Cardiovascular Surgery of Southern Nevada:

How to Care for a Loved One After Heart Surgery

Open heart surgery affects more than just the patient, and the recovery process is a collaborative effort between patient, caregivers, and loved ones. Caregivers in particular (whether professional or a loved one acting as a caregiver) play a vital role in the recovery process. The tips below will help you be the best caregiver possible for your loved during their heart surgery recovery time.

1. Don’t forget to take care of yourself.

It’s easy to overlook this, but it’s important to remember to take care of yourself, as you need your strength and rest to be able to adequately care for someone else.

2. Share your feelings or concerns.

It’s perfectly normal for you to struggle with feelings of anger or depression.
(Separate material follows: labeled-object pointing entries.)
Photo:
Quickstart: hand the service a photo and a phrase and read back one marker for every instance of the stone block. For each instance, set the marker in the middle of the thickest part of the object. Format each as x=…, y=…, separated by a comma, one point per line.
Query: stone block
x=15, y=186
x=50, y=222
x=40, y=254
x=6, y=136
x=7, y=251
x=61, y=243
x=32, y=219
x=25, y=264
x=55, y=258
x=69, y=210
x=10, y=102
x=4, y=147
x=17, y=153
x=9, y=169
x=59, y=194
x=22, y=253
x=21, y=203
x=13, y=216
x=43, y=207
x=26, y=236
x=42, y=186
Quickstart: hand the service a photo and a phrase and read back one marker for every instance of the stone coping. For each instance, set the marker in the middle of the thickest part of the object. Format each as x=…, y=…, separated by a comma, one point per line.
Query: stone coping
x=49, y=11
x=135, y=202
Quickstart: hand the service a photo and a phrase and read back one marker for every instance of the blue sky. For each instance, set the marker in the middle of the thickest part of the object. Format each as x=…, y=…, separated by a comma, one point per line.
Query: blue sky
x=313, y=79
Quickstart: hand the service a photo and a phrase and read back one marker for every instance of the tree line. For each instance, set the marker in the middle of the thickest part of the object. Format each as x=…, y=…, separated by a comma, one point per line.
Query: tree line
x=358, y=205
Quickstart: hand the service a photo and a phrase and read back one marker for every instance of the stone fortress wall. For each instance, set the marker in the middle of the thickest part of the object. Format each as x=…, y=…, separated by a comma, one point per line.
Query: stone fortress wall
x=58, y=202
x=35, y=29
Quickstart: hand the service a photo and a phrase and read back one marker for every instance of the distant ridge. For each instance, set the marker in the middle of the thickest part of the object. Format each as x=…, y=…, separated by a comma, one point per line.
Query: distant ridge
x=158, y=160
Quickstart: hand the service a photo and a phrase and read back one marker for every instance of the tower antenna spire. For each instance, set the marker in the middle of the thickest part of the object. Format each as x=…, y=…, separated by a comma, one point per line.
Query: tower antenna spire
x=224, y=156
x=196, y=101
Don’t bottle them up. It’s understandable that you might want to remain strong for your loved one, but consider discussing your feelings with a different family member or friend if you are having difficulty coping.

3. Help ensure accurate communication

Designate a single friend or family member to be in charge of maintaining communications with the heart surgeon and the rest of the medical team. This way there is less risk of a mixup, and everyone can stay on the same page.
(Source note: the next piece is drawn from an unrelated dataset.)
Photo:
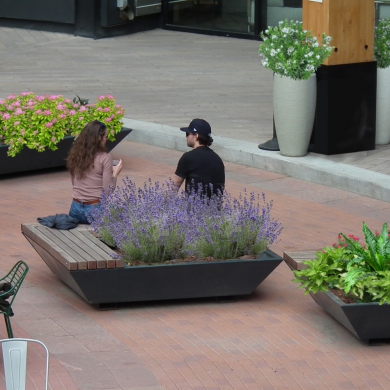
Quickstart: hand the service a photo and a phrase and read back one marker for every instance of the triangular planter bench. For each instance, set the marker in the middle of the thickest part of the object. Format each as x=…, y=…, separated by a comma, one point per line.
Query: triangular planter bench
x=82, y=262
x=369, y=322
4. Minimize the risk of illness.

If you’re sick, it’s best for you to try to limit your visits to the hospital floor. Heart surgery patients are more susceptible to infection and illness while they are recovering, so keep this in mind when you are visiting.

5. Encourage exercise.

If the heart surgeon says it’s OK, encourage your loved one to exercise during their recovery. Exercising together can be a great way to support your loved one while getting some physical activity yourself.

6. Find support.

Sometimes it helps to talk to others who have been in your situation. It might be a good idea to consider joining a support group meant for those who have experienced (or are experiencing) what you are going through.